China's security forces are fully prepared to stop the demonstrations, and mobile phones are being searched
Demonstrations against China's COVID-19 restrictions have given hope to supporters of the pro-democracy movement in hong kong, which was virtually crushed by the authorities in 2020 with a tough national security law.
The Communist party of china may have relaxed some rules under the pressure of demonstrations against Kovid-19 across the country, but it does not want to spare any effort in ensuring the security of the regime. The government has been preparing for such challenges for decades, setting up the necessary machinery to quell that massive upheaval.
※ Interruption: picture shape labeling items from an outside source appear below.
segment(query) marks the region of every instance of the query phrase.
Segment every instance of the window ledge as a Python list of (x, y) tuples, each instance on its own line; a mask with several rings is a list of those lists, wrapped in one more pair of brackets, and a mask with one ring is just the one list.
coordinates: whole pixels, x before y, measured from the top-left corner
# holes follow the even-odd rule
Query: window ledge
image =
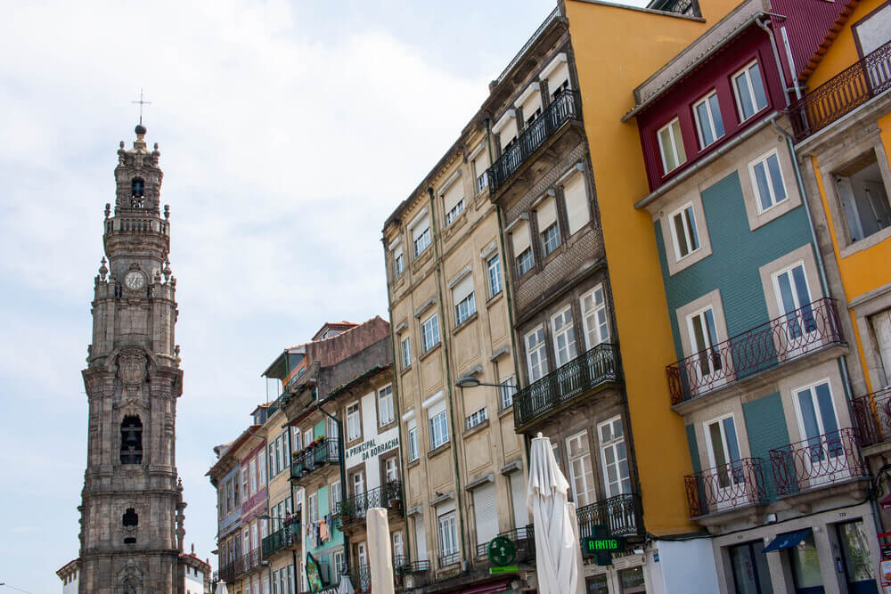
[(431, 354), (436, 353), (437, 350), (439, 350), (439, 347), (442, 346), (442, 344), (443, 344), (443, 341), (442, 341), (442, 338), (440, 338), (439, 342), (437, 342), (433, 346), (430, 346), (429, 350), (428, 350), (423, 354), (419, 355), (418, 356), (418, 361), (423, 361), (423, 360), (427, 359), (427, 357), (430, 356)]
[(452, 329), (452, 335), (454, 336), (458, 332), (460, 332), (461, 330), (467, 328), (468, 326), (470, 326), (470, 322), (474, 321), (478, 317), (479, 317), (478, 312), (474, 312), (473, 313), (471, 313), (470, 316), (468, 316), (466, 320), (464, 320), (462, 322), (461, 322), (460, 324)]

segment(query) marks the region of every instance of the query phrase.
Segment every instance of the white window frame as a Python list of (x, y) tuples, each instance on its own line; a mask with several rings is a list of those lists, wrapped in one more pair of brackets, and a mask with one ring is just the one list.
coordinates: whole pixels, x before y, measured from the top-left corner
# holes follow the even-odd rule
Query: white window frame
[[(389, 390), (386, 395), (384, 392)], [(393, 412), (393, 385), (388, 384), (378, 390), (378, 424), (380, 427), (389, 425), (394, 419)]]
[(362, 410), (359, 407), (359, 401), (356, 401), (347, 406), (347, 441), (353, 442), (360, 437), (362, 437)]
[[(677, 224), (675, 224), (674, 222), (674, 217), (678, 215), (681, 216), (682, 228), (680, 230), (677, 228)], [(691, 228), (691, 218), (692, 218), (692, 228)], [(692, 202), (687, 202), (680, 208), (674, 210), (668, 216), (668, 226), (671, 228), (672, 242), (674, 246), (675, 262), (680, 262), (683, 258), (688, 257), (691, 254), (693, 254), (702, 248), (702, 240), (699, 239), (699, 222), (696, 220), (696, 208), (693, 207)], [(684, 248), (687, 248), (687, 253), (683, 256), (681, 255), (682, 232), (683, 233), (683, 239), (684, 241)]]
[[(712, 89), (712, 91), (710, 93), (706, 94), (706, 95), (704, 97), (702, 97), (698, 102), (696, 102), (695, 103), (693, 103), (693, 119), (696, 121), (696, 132), (699, 135), (699, 148), (700, 149), (705, 149), (706, 147), (708, 147), (708, 146), (711, 146), (712, 144), (715, 144), (715, 142), (718, 142), (719, 139), (723, 138), (724, 134), (727, 134), (727, 131), (724, 128), (723, 121), (720, 119), (721, 118), (721, 104), (720, 104), (720, 102), (718, 103), (718, 113), (717, 113), (718, 121), (720, 121), (720, 123), (721, 123), (721, 134), (718, 134), (718, 128), (717, 128), (717, 126), (715, 125), (715, 113), (712, 111), (712, 103), (711, 103), (711, 102), (709, 100), (712, 97), (715, 97), (715, 100), (717, 100), (717, 95), (718, 95), (717, 91), (715, 91), (715, 89)], [(699, 106), (700, 105), (705, 105), (706, 106), (706, 114), (708, 117), (708, 121), (707, 122), (703, 122), (702, 120), (699, 119)], [(711, 134), (712, 134), (712, 142), (711, 142), (706, 143), (706, 136), (705, 136), (705, 134), (703, 133), (703, 125), (707, 125), (708, 127), (710, 128), (709, 131), (711, 132)]]
[[(680, 138), (674, 138), (674, 125), (677, 123), (677, 128), (681, 133)], [(668, 135), (671, 140), (671, 149), (672, 156), (674, 158), (674, 167), (671, 169), (668, 168), (668, 162), (666, 160), (666, 146), (662, 143), (662, 131), (668, 130)], [(662, 172), (663, 175), (667, 175), (671, 172), (674, 171), (682, 165), (687, 162), (687, 150), (683, 147), (683, 130), (681, 128), (681, 118), (674, 118), (670, 122), (663, 126), (661, 128), (656, 131), (656, 142), (659, 146), (659, 157), (662, 159)], [(678, 146), (683, 149), (683, 154), (678, 153)]]
[(439, 314), (433, 315), (421, 322), (421, 350), (428, 353), (439, 344)]
[[(761, 89), (764, 93), (764, 99), (766, 101), (765, 104), (761, 107), (758, 107), (758, 102), (755, 94), (755, 86), (752, 85), (751, 71), (753, 66), (756, 66), (758, 69), (758, 77), (761, 78)], [(749, 116), (747, 116), (746, 112), (742, 109), (742, 98), (740, 96), (740, 86), (736, 84), (737, 78), (739, 78), (740, 76), (746, 77), (746, 84), (748, 85), (748, 98), (752, 102), (752, 109), (754, 110), (754, 111), (752, 111), (751, 115)], [(732, 75), (731, 75), (730, 84), (731, 86), (733, 87), (733, 98), (736, 100), (736, 110), (738, 115), (740, 116), (740, 123), (751, 119), (752, 118), (761, 113), (761, 111), (763, 111), (764, 110), (767, 109), (767, 107), (770, 106), (771, 100), (770, 96), (767, 94), (767, 87), (764, 85), (764, 73), (763, 69), (761, 68), (761, 65), (758, 63), (757, 59), (753, 60), (752, 61), (748, 62), (741, 69), (734, 72)]]
[[(775, 188), (776, 183), (774, 183), (773, 176), (772, 174), (771, 173), (771, 168), (768, 163), (768, 159), (770, 159), (771, 157), (776, 158), (777, 160), (777, 173), (780, 174), (780, 187), (782, 188), (783, 191), (783, 197), (780, 199), (777, 199), (776, 188)], [(755, 175), (755, 167), (756, 167), (758, 165), (764, 166), (764, 175), (767, 179), (767, 193), (769, 194), (767, 198), (769, 199), (771, 204), (771, 206), (767, 207), (764, 207), (763, 204), (762, 199), (764, 197), (761, 195), (761, 189), (758, 186), (758, 180)], [(786, 190), (786, 180), (782, 175), (782, 163), (780, 161), (780, 152), (776, 149), (772, 149), (768, 151), (764, 154), (761, 155), (760, 157), (750, 162), (748, 164), (748, 175), (752, 181), (752, 193), (755, 195), (755, 206), (758, 209), (758, 214), (766, 212), (771, 208), (789, 199), (789, 191)]]

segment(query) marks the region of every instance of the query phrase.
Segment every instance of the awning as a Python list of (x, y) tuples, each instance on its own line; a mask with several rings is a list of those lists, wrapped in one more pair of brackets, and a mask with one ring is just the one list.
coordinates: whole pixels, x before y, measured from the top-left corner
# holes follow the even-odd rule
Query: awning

Police and paramilitary forces ramped up the city's streets on friday in a massive show of force with jeeps, vans, and armored vehicles after initially responding mildly using pepper spray and tear gas. As well as checking citizens' IDs, officials also searched people's mobile phones for photos, messages, or banned apps to identify dissidents. She appeared to be involved in their participation in the protests and the identification of people who were merely sympathizing with the protesters. An unknown number of people have been detained. It is not yet clear whether any of them will face charges. Most of the protesters focused their anger on the zero-Covid policy, but some also called for the party and President Xi jinping to step down, which the ruling party sees as subversive and suitable for the punishment of years in prison.
Demonstrations against China's COVID-19 restrictions have given hope to supporters of the pro-democracy movement in hong kong, which was virtually crushed by the authorities in 2020 with a tough national security law. Among those watching the demonstrations in china with hope is Thomas Sou, who joins about a dozen of those students from mainland China. At the same time, there are some people in hong kong, located on the southern coast of china, who do not sympathize with the demonstrations taking place on the mainland. Some say mainland Chinese who condemned the pro-democracy protests in hong kong are taking bitter medicine.